The slight increase is not due to a stable base of supporters but rather the shift among Democrats and Republicans. The most significant shift was among Republicans from 29 percent to 72 percent support. This offset a decline among Democrats from 23 percent to 13 percent.
The 43 percent rating puts the Supreme Court roughly where it landed in 2005, 2013, 2014, 2016, and last year.
Among independents, approvals remains around 40 percent (a slight decrease but consistent with prior years).
There is also a sharp difference on gender with disapproval by women at 61 percent as opposed to 49 percent among men.
The low level of support among Democrats is alarming given the push among Democrats to pack the Court with an immediate liberal majority and other reckless proposals.
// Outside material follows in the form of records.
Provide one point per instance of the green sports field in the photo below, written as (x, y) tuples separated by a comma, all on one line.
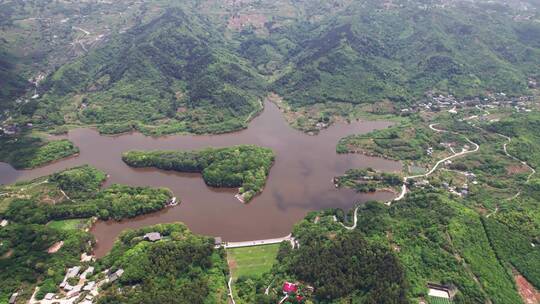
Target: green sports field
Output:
[(251, 261), (437, 300)]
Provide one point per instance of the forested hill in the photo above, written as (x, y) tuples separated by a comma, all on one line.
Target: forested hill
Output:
[(375, 50), (11, 84), (205, 67), (175, 69)]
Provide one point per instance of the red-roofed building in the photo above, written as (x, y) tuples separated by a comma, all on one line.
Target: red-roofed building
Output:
[(289, 287)]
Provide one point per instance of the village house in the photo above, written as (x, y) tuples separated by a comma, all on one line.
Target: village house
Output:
[(87, 272), (74, 292), (218, 242), (441, 291), (152, 236), (89, 286), (13, 298), (116, 275), (289, 287), (72, 272)]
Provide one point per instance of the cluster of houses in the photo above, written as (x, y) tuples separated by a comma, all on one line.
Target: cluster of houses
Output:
[(436, 102), (72, 293), (9, 130)]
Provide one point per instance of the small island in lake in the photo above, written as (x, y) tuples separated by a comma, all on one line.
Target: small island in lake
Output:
[(243, 166)]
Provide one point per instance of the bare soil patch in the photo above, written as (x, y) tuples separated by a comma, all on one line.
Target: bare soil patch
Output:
[(528, 293)]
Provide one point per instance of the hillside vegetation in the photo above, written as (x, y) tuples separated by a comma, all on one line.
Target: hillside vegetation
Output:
[(167, 76), (183, 266), (192, 68)]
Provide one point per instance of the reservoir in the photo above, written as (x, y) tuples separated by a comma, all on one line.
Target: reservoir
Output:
[(300, 180)]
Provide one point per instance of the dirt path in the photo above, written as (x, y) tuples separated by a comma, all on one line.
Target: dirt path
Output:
[(355, 220)]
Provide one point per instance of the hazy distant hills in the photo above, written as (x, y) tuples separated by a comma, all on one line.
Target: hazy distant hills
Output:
[(174, 70), (369, 53), (205, 68), (11, 83)]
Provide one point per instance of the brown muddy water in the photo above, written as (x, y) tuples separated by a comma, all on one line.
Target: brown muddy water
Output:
[(300, 180)]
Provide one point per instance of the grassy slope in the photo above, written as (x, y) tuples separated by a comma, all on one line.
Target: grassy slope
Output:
[(29, 151)]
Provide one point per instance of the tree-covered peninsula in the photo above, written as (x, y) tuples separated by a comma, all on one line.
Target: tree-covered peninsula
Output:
[(244, 166), (26, 152), (41, 232)]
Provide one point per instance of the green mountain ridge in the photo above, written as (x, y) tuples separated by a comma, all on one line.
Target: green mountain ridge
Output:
[(367, 54), (170, 70), (187, 70)]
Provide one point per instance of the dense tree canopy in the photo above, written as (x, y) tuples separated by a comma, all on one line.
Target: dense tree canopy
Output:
[(245, 166)]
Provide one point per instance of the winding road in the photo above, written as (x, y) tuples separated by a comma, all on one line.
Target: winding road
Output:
[(407, 178)]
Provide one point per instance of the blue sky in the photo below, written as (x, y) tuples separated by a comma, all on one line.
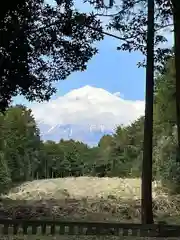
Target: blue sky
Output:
[(113, 70), (110, 69)]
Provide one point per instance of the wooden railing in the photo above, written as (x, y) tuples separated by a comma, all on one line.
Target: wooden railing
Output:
[(42, 227)]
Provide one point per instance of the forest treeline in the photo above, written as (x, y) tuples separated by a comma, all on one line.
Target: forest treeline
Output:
[(24, 156)]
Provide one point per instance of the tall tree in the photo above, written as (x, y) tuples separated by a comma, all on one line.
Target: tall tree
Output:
[(176, 18), (146, 196)]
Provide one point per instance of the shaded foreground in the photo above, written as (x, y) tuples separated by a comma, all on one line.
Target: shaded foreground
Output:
[(86, 199)]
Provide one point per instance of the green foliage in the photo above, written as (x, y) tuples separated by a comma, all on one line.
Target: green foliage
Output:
[(25, 157), (47, 43)]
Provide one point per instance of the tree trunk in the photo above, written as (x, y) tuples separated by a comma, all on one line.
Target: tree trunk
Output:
[(176, 16), (146, 192)]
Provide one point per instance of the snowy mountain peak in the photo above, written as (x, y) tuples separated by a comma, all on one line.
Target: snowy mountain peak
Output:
[(90, 93), (85, 113)]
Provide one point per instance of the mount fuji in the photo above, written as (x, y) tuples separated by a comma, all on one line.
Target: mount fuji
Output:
[(85, 114)]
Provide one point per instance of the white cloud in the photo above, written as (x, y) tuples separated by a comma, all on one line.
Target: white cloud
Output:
[(88, 107)]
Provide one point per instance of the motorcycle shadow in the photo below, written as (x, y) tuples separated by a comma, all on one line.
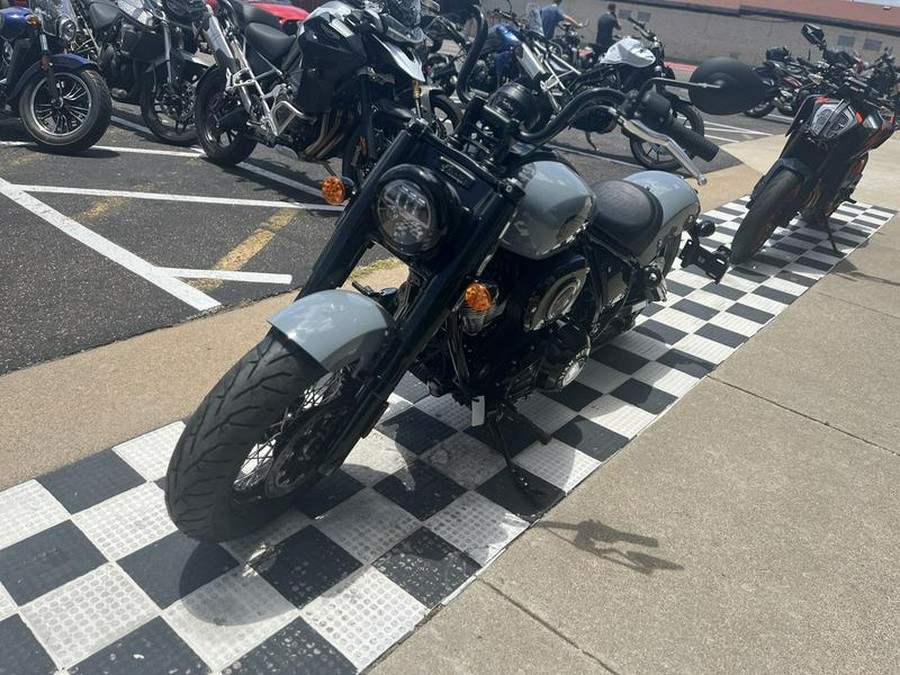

Now that the Court has a conservative majority, many Democrats have turned on the Court and its members.
Kagan’s comment seemed consistent with the criticism of Sen. Elizabeth Warren (D., Mass.) that the Court was improperly departing from “widely held public opinion.” Warren used the complaint to justify her call for raw court packing to produce an instant liberal majority.
The poll, however, shows a deep division on the Court and its legitimacy after the recent rulings. The overall approval rate shows substantial support for the Court despite dramatic shifts based on political affiliation.
The 43 percent approval rating is still far better than the 18 percent for Congress in Gallop polling. That is half of the peak for Congress last Spring, which was only 36 percent. It is also higher than the approval rating for President Biden, which stands at 38 percent.
Fortunately, the Court is designed to resist such pressures and polling. Justices are expected not to reflect the demands of public polling but the demands of the Constitution in ruling on cases.